O segundo incômodo da marca no Brasil era justamente essa percepção de que ela só comercializava produtos da categoria “prestígio”, quando fora do País, é muito mais democrática, com itens para todos os tipos de gostos e bolsos. No site, por exemplo, 60% da base de consumidoras é da classe C e muitas não vão à loja física por se sentirem inibidas. Ter na vitrine da Sephora uma marca como a Natura seria um chamariz para essa consumidora, que se sentiria mais “em casa”.

Para a Natura, o interesse é a expansão de canais. “Ampliamos a estratégia multicanal da empresa para atender os mais diversos perfis de consumidores. Criamos um modelo de negócio que explora a complementariedade entre os canais de atuação e proporciona conveniência e diferentes oportunidades de experiência e compra”, explica Paula Andrade, diretora de Varejo e B2B da Natura.

A iniciativa da Sephora não significa que a companhia deixará de trazer marcas premium para o mercado local. Flavia comenta que se no início de operação no Brasil esse processo não era muito fácil, hoje, há fila de marcas querendo ser comercializadas no País (sul-coreanas e americanas principalmente).  E com essa mistura de marcas, como fica o atendimento às clientes? Igual, segundo a executiva, tanto para quem for comprar um produto da Natura ou da Lancôme ou Dior.

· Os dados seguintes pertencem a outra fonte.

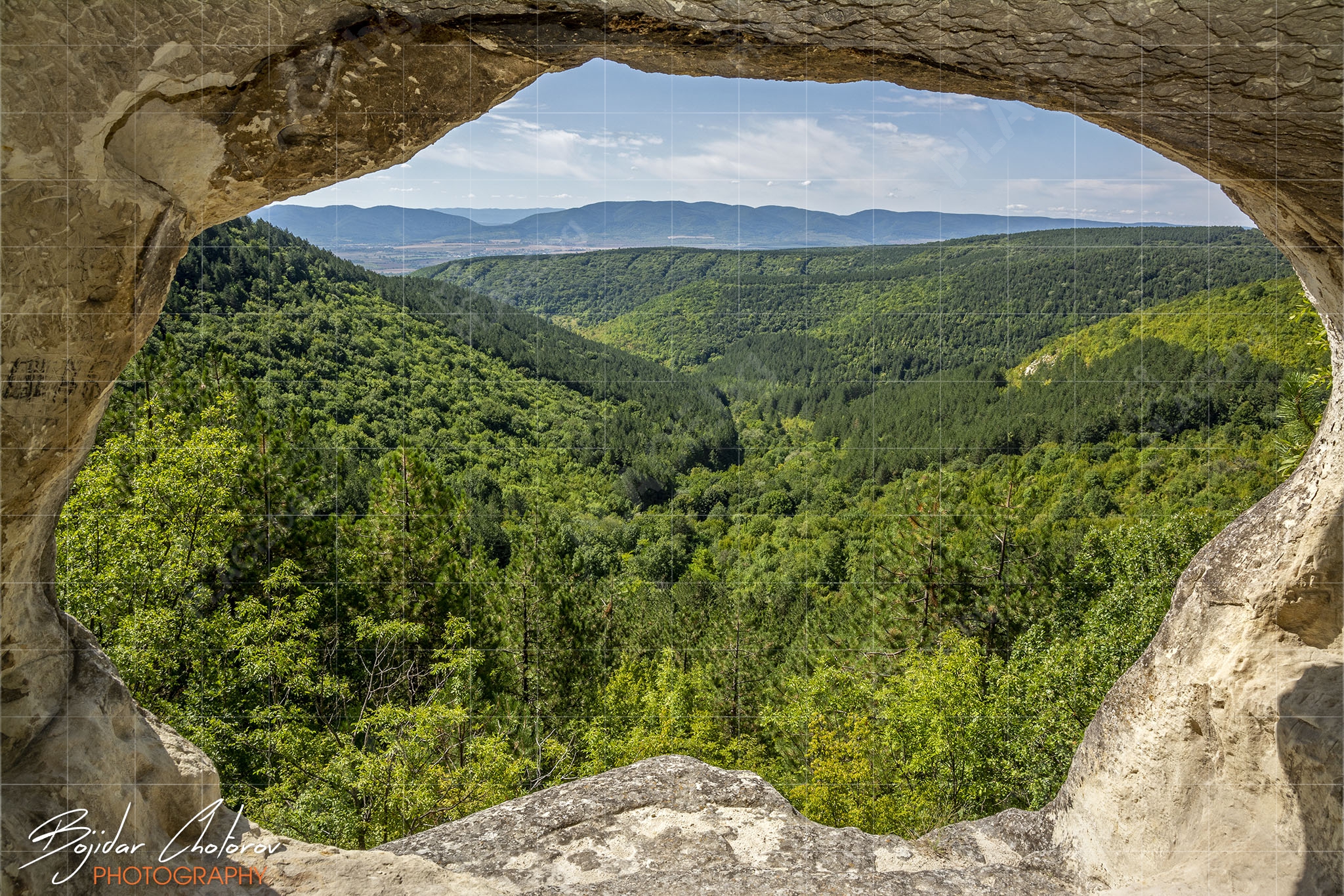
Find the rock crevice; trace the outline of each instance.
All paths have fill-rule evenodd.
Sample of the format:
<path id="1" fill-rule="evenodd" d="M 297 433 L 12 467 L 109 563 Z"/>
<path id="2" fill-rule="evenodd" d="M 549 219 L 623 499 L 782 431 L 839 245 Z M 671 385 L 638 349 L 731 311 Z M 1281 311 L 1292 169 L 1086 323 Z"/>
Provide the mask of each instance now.
<path id="1" fill-rule="evenodd" d="M 63 496 L 185 243 L 405 161 L 547 71 L 603 56 L 679 74 L 880 79 L 1077 113 L 1220 184 L 1294 265 L 1344 379 L 1344 17 L 1329 0 L 1279 0 L 1273 12 L 1243 0 L 32 0 L 7 3 L 0 27 L 0 880 L 16 892 L 51 889 L 19 868 L 35 818 L 74 805 L 120 815 L 129 795 L 128 836 L 151 840 L 215 798 L 208 760 L 134 705 L 52 587 Z M 1047 864 L 1078 887 L 1339 892 L 1341 441 L 1337 387 L 1298 472 L 1183 576 L 1048 813 L 993 825 L 1039 830 L 1048 817 L 1052 846 L 1031 854 L 1062 857 Z M 117 783 L 136 780 L 155 785 Z M 730 810 L 747 811 L 714 801 L 676 811 L 692 827 L 700 818 L 747 832 Z M 800 849 L 848 854 L 870 842 L 777 810 L 759 830 L 790 830 Z M 503 823 L 507 811 L 489 817 Z M 997 887 L 985 875 L 1000 873 L 986 870 L 999 849 L 1019 856 L 1012 873 L 1038 873 L 1007 834 L 986 833 L 993 825 L 942 834 L 982 858 L 978 870 L 939 866 L 970 875 L 957 879 L 964 891 L 939 892 Z M 773 868 L 773 848 L 751 853 L 757 864 L 734 849 L 773 842 L 751 837 L 716 854 Z M 906 861 L 902 849 L 925 854 L 917 846 L 872 846 L 874 868 Z M 571 856 L 574 875 L 626 861 L 589 852 Z M 325 865 L 300 861 L 320 850 L 290 853 L 304 870 L 289 892 L 336 892 L 352 868 L 372 869 L 383 892 L 395 880 L 434 892 L 426 881 L 449 875 L 387 852 L 331 853 Z M 809 885 L 848 880 L 818 861 Z"/>

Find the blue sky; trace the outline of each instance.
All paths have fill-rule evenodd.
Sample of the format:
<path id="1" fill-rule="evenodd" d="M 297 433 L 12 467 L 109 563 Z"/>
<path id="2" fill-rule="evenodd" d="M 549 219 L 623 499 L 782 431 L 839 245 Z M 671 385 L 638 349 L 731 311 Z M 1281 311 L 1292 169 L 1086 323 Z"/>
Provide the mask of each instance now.
<path id="1" fill-rule="evenodd" d="M 1066 113 L 880 82 L 689 78 L 605 60 L 544 75 L 403 165 L 289 201 L 628 199 L 1250 224 L 1193 172 Z"/>

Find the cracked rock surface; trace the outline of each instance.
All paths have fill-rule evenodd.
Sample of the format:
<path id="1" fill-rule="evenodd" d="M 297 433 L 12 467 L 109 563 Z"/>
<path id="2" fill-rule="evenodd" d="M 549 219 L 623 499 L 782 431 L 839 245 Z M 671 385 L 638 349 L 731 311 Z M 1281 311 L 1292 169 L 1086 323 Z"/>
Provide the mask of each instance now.
<path id="1" fill-rule="evenodd" d="M 78 880 L 54 889 L 20 868 L 40 819 L 74 806 L 116 818 L 130 801 L 126 840 L 160 842 L 218 797 L 208 758 L 134 704 L 54 590 L 63 496 L 187 242 L 266 203 L 405 161 L 542 74 L 597 56 L 649 71 L 878 79 L 1021 99 L 1133 137 L 1222 185 L 1292 261 L 1331 340 L 1325 419 L 1297 473 L 1183 575 L 1153 645 L 1107 696 L 1040 814 L 957 826 L 888 854 L 879 841 L 891 841 L 789 815 L 777 794 L 753 790 L 759 782 L 665 760 L 450 826 L 500 825 L 496 840 L 513 844 L 516 868 L 504 852 L 453 853 L 466 846 L 452 848 L 461 833 L 445 829 L 417 838 L 431 858 L 285 841 L 289 870 L 273 892 L 648 892 L 655 880 L 694 889 L 708 876 L 698 864 L 745 888 L 800 892 L 997 892 L 1032 875 L 1040 887 L 1129 893 L 1344 891 L 1337 0 L 4 0 L 0 30 L 5 892 L 89 889 Z M 652 775 L 649 793 L 671 794 L 668 807 L 598 799 L 593 789 L 624 786 L 621 775 Z M 718 782 L 702 795 L 728 795 L 698 803 L 692 779 Z M 555 802 L 570 793 L 595 802 Z M 575 830 L 594 838 L 603 818 L 645 833 L 609 841 L 629 854 L 594 840 L 552 861 L 520 834 L 508 840 L 521 830 L 519 805 L 560 815 L 590 806 Z M 660 818 L 679 819 L 675 833 Z M 753 840 L 762 830 L 778 833 L 778 853 L 765 834 Z M 1021 840 L 1043 830 L 1050 849 Z M 536 836 L 558 844 L 562 833 Z M 673 841 L 684 864 L 640 870 L 640 850 Z M 852 870 L 847 862 L 867 868 L 868 849 L 872 873 Z M 900 849 L 911 858 L 890 858 Z M 673 853 L 659 854 L 671 862 Z M 817 861 L 804 869 L 800 854 Z M 927 856 L 943 864 L 879 869 Z M 472 861 L 503 870 L 453 870 Z"/>
<path id="2" fill-rule="evenodd" d="M 1008 811 L 915 842 L 808 821 L 746 771 L 660 756 L 380 849 L 515 893 L 1073 893 L 1048 817 Z"/>

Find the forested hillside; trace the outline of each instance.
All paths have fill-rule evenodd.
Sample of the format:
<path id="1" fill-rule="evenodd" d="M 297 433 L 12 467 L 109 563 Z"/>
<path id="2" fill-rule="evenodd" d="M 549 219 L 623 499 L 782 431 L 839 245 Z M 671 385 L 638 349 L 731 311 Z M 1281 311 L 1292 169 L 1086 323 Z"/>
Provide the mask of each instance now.
<path id="1" fill-rule="evenodd" d="M 1085 279 L 1058 251 L 1013 250 L 1008 279 L 976 242 L 956 277 L 923 247 L 794 273 L 743 254 L 758 308 L 829 317 L 785 308 L 688 348 L 687 372 L 224 224 L 116 388 L 62 516 L 60 600 L 233 805 L 312 841 L 371 846 L 664 752 L 874 832 L 1040 806 L 1176 575 L 1320 419 L 1318 321 L 1263 279 L 1258 236 L 1224 236 L 1173 246 L 1175 285 L 1117 250 L 1087 314 L 1074 286 L 1051 298 Z M 531 270 L 559 286 L 552 261 L 594 258 Z M 708 289 L 684 275 L 567 313 Z M 1011 351 L 1001 320 L 906 326 L 906 372 L 847 394 L 827 377 L 862 356 L 841 339 L 860 296 L 1048 320 Z"/>

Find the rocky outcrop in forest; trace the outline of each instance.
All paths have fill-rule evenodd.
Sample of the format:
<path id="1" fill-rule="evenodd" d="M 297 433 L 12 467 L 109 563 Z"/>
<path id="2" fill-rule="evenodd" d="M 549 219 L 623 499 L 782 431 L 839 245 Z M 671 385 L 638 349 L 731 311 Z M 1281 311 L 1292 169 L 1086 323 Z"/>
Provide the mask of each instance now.
<path id="1" fill-rule="evenodd" d="M 204 227 L 405 161 L 595 56 L 891 81 L 1067 110 L 1220 184 L 1301 275 L 1339 383 L 1340 28 L 1318 0 L 7 3 L 5 891 L 93 887 L 23 868 L 58 813 L 113 825 L 129 802 L 124 840 L 167 842 L 218 795 L 208 759 L 136 707 L 54 594 L 63 497 Z M 688 891 L 708 868 L 734 892 L 1340 892 L 1341 442 L 1336 388 L 1298 472 L 1187 570 L 1040 814 L 903 844 L 804 822 L 746 775 L 650 760 L 392 845 L 401 857 L 282 844 L 274 892 Z"/>

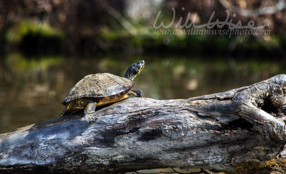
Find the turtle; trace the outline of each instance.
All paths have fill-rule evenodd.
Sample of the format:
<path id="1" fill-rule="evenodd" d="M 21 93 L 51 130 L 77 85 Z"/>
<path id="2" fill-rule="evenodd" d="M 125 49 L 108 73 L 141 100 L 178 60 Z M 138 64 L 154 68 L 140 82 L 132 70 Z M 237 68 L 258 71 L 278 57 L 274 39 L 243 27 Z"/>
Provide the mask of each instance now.
<path id="1" fill-rule="evenodd" d="M 141 90 L 132 88 L 135 84 L 133 79 L 145 66 L 143 60 L 132 65 L 124 77 L 108 73 L 85 76 L 71 89 L 61 102 L 65 107 L 60 115 L 84 110 L 85 120 L 94 123 L 97 119 L 96 107 L 117 102 L 130 95 L 144 97 Z"/>

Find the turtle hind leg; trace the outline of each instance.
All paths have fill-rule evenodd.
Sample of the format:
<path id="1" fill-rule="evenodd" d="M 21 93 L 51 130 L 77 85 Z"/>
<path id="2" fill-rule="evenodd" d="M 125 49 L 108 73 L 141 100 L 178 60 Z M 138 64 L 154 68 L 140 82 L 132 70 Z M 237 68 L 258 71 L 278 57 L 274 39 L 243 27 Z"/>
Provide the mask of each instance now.
<path id="1" fill-rule="evenodd" d="M 94 123 L 96 121 L 97 117 L 95 115 L 95 108 L 96 102 L 94 101 L 88 104 L 84 111 L 84 118 L 86 121 L 90 123 Z"/>
<path id="2" fill-rule="evenodd" d="M 128 92 L 128 94 L 133 95 L 136 97 L 144 97 L 143 92 L 139 89 L 132 88 Z"/>

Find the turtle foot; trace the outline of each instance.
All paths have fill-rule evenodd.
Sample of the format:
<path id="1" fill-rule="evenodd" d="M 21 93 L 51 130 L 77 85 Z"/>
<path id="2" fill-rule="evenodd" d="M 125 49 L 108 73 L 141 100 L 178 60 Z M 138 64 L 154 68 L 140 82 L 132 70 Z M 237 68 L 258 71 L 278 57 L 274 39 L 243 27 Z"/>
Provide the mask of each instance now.
<path id="1" fill-rule="evenodd" d="M 84 118 L 86 119 L 86 121 L 88 121 L 90 123 L 93 123 L 96 121 L 97 117 L 95 116 L 95 115 L 86 115 L 84 116 Z"/>

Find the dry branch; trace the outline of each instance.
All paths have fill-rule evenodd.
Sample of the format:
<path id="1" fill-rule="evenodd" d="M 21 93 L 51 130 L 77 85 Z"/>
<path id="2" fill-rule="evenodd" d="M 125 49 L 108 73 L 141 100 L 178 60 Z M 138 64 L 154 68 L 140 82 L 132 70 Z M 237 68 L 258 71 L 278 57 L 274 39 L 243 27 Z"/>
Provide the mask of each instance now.
<path id="1" fill-rule="evenodd" d="M 80 112 L 57 118 L 0 135 L 0 173 L 231 172 L 245 161 L 263 165 L 286 155 L 285 94 L 282 75 L 187 100 L 130 99 L 97 111 L 93 124 Z M 275 167 L 268 168 L 284 173 Z"/>

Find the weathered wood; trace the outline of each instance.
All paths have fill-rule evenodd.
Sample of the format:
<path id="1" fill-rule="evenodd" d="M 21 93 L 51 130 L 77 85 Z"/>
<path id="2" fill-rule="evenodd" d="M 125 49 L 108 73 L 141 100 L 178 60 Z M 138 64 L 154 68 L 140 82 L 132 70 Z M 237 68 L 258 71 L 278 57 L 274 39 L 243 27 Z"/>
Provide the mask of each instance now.
<path id="1" fill-rule="evenodd" d="M 187 100 L 130 99 L 97 111 L 92 124 L 82 113 L 57 118 L 0 135 L 0 173 L 231 172 L 245 161 L 263 165 L 286 157 L 285 95 L 282 75 Z M 277 168 L 268 168 L 285 173 Z"/>

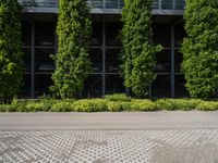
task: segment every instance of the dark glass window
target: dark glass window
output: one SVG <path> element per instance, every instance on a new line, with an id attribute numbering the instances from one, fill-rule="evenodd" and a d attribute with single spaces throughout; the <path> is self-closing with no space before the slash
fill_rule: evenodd
<path id="1" fill-rule="evenodd" d="M 153 97 L 170 97 L 171 92 L 170 75 L 157 75 L 155 83 L 153 84 Z"/>
<path id="2" fill-rule="evenodd" d="M 31 48 L 23 48 L 24 52 L 24 72 L 31 72 Z"/>
<path id="3" fill-rule="evenodd" d="M 101 46 L 101 45 L 102 45 L 102 23 L 93 22 L 90 46 Z"/>
<path id="4" fill-rule="evenodd" d="M 28 22 L 22 22 L 22 46 L 32 43 L 32 25 Z"/>
<path id="5" fill-rule="evenodd" d="M 92 73 L 101 73 L 102 72 L 102 51 L 101 49 L 92 48 L 90 49 L 90 64 Z"/>
<path id="6" fill-rule="evenodd" d="M 175 73 L 182 73 L 181 64 L 183 61 L 182 53 L 179 52 L 179 50 L 174 51 L 174 72 Z"/>
<path id="7" fill-rule="evenodd" d="M 55 23 L 40 22 L 35 25 L 35 45 L 38 47 L 53 47 L 55 46 Z"/>
<path id="8" fill-rule="evenodd" d="M 50 95 L 49 87 L 52 86 L 51 74 L 35 75 L 35 96 Z"/>
<path id="9" fill-rule="evenodd" d="M 106 95 L 122 92 L 125 92 L 125 87 L 120 75 L 106 75 Z"/>
<path id="10" fill-rule="evenodd" d="M 161 0 L 161 9 L 173 9 L 173 0 Z"/>
<path id="11" fill-rule="evenodd" d="M 157 65 L 155 71 L 157 73 L 170 73 L 171 70 L 171 51 L 162 50 L 156 54 Z"/>
<path id="12" fill-rule="evenodd" d="M 106 72 L 119 72 L 119 54 L 120 49 L 107 49 L 106 51 Z"/>
<path id="13" fill-rule="evenodd" d="M 83 98 L 98 98 L 102 95 L 102 76 L 89 75 L 84 84 Z"/>
<path id="14" fill-rule="evenodd" d="M 185 37 L 184 24 L 178 24 L 174 27 L 174 46 L 180 48 Z"/>
<path id="15" fill-rule="evenodd" d="M 19 98 L 29 98 L 31 97 L 31 74 L 23 75 L 23 86 L 20 89 Z"/>
<path id="16" fill-rule="evenodd" d="M 166 24 L 156 24 L 153 27 L 153 41 L 164 47 L 171 47 L 171 27 Z"/>
<path id="17" fill-rule="evenodd" d="M 50 48 L 36 48 L 35 49 L 35 71 L 36 72 L 53 72 L 55 62 L 50 58 L 55 53 Z"/>
<path id="18" fill-rule="evenodd" d="M 189 97 L 189 92 L 184 86 L 185 78 L 184 75 L 175 75 L 174 77 L 174 92 L 177 98 Z"/>
<path id="19" fill-rule="evenodd" d="M 117 22 L 106 23 L 106 45 L 108 47 L 121 46 L 121 41 L 118 36 L 121 27 L 122 27 L 121 23 Z"/>

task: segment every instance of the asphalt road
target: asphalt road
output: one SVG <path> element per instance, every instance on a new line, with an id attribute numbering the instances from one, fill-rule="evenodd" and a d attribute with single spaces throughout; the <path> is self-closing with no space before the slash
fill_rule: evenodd
<path id="1" fill-rule="evenodd" d="M 0 163 L 218 163 L 218 112 L 1 113 Z"/>
<path id="2" fill-rule="evenodd" d="M 1 113 L 0 130 L 218 129 L 218 112 Z"/>

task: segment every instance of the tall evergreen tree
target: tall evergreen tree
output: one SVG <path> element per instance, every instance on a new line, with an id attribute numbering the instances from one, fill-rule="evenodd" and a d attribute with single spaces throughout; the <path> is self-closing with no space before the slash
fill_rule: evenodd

Em novembro, as novas marcas também chegarão aos quiosques de São José dos Campos (interior paulista) e Santos (no litoral, que será inaugurado mês que vem já sob o novo conceito). A Sephora testará a venda dessas novas marcas pelos próximos três meses e a ideia, na sequência, é ampliar para as 23 lojas e 15 quiosques da marca no Brasil. A comunicação da novidade terá como estrela a apresentadora Sabrina Sato, mas como inicialmente os produtos estarão em poucas lojas, a campanha  sob o slogan “Todas as belezas se encontram aqui” – liderada pela Agência Árvore – não deve ser massiva. Estão previstas peças em PDV, incluindo as vitrines dessas lojas, e em digital.

O mercado de luxo brasileiro representa apenas 6% das vendas do mercado de beleza, enquanto mesmo em países como o México, semelhante ao nosso em termos econômicos, chega a 30%. Daí o interesse da Sephora tanto de atender ao público fora desse escopo quanto em continuar trazendo ofertas premium, para elevar a penetração desse perfil de produtos. A rede planeja trazer três novas marcas prestígio ao País nos próximos seis meses.